E de repente, já no crepúsculo, as arvores que todos julgavam secas começam a soltar brotos, florescem. Viveram um ano de amor maravilhoso, e ele até começou a escrever poesia e voltou a tocar o violino que ficara por mais de 50 anos sobre um guarda roupa, porque a esposa não gostava de música de violino. Reaprendeu as antigas palavras de amor. Confessou ao sobrinho: “Se Deus me der dois anos de vida com esta mulher, minha vida terá valido a pena…” Bem que Deus quis. Mas o corpo não deixou. Não teve dois anos, teve um… E eu fiquei pensando que esse um ano pode ter sido semelhante àquelas experiências raras que a gente tem, e que fazem brotar, do fundo da alma, aquele grito de exultação, a la Zorba: "Valeu a pena o Universo ter sido criado, só por causa disto!"

E foi o mesmo que aconteceu com T.S.Eliot, que só encontrou o seu amor aos 68 anos, e aos 70 anos dizia que, antes do casamento, estava ficando velho.
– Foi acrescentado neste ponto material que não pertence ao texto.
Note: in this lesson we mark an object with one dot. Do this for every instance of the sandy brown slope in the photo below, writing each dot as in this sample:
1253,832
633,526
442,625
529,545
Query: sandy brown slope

Mas agora se sentia mais jovem do que quando tinha 60.

O amor tem esse poder mágico de fazer o tempo correr ao contrário. O que envelhece não é o tempo. É a rotina, o enfado, a incapacidade de se comover ante o sorriso de uma mulher ou de um homem. Mas será incapacidade mesmo? Ou será uma outra coisa: que a sociedade inteira ensina aos velhos que o tempo do amor passou, que o preço de serem amados por seus filhos e netos é a renuncia aos seus sonhos de amor? Morreu de amor, como temia o Vinícius.
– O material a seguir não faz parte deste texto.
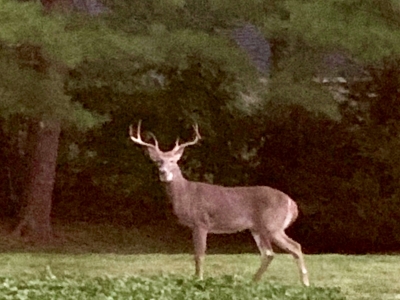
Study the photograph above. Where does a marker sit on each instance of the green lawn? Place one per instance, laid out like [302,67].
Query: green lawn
[359,277]
[89,258]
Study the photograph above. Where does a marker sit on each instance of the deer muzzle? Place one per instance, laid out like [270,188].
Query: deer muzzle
[165,175]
Compreendi a felicidade do meu amigo. E também fiquei feliz. Aquele velório foi como o acorde que se toca ao fim de uma sonata: a culminância da felicidade. Interessante que, como regra, o movimento final das sonatas é um allegro. Para trás dos adágios lamentosos! A conclusão deve ser um orgasmo de alegria. E se eu pudesse, acrescentaria aos textos sagrados, nos lugares onde os profetas tem visões de felicidade messiânica, esta outra visão que eu penso até o próprio Deus aprovaria com um sorriso: “E os velhos se apaixonarão de novo…”

Começa aqui o novo final para a história. Passaram-se semanas. Eram dez horas. Eu estava trabalhando no meu escritório. O telefone tocou. Voz aveludada de mulher do outro lado.

— É o professor Rubem Alves?

— Sim, respondi secamente. Eu sou sempre seco ao telefone.

— Quero agradecer a belíssima crônica que o senhor escreveu com o título: ” …e os velhos se apaixonarão de novo”. O senhor já deve ter adivinhado quem está falando….

— Não, respondi. Por vezes eu sou meio burro. Aí ela se revelou:

— Sou a viúva.

Foi o início de uma deliciosa conversa de mais de 40 minutos, interurbano, em que ela contou detalhes que eu desconhecia. O medo que ela teve quando ele resolveu mandar consertar o violino! Ela temia que os dedos dele já estivessem duros demais… Ah! Que metáfora fascinante para um psicanalista sensível! Sim, sim! Nem os violinos ficam velhos demais, nem os dedos ficam impotentes para produzir música! E aí foi contando, contando, revivendo, sorrindo, chorando — tanta alegria, tanta saudade, uma eternidade inteira num grão de areia… Ao terminar, ela fez esta observação maravilhosa:

— Pois é, professor. Na idade da gente, a gente não mexe muito com sexo. A gente vive de ternura!

O que me fez lembrar a observação de Kundera sobre a necessidade “de salvar o amor da tolice da sexualidade”. A sexualidade pertence à ordem da poesia. Abelardo e Heloisa se amaram até a morte.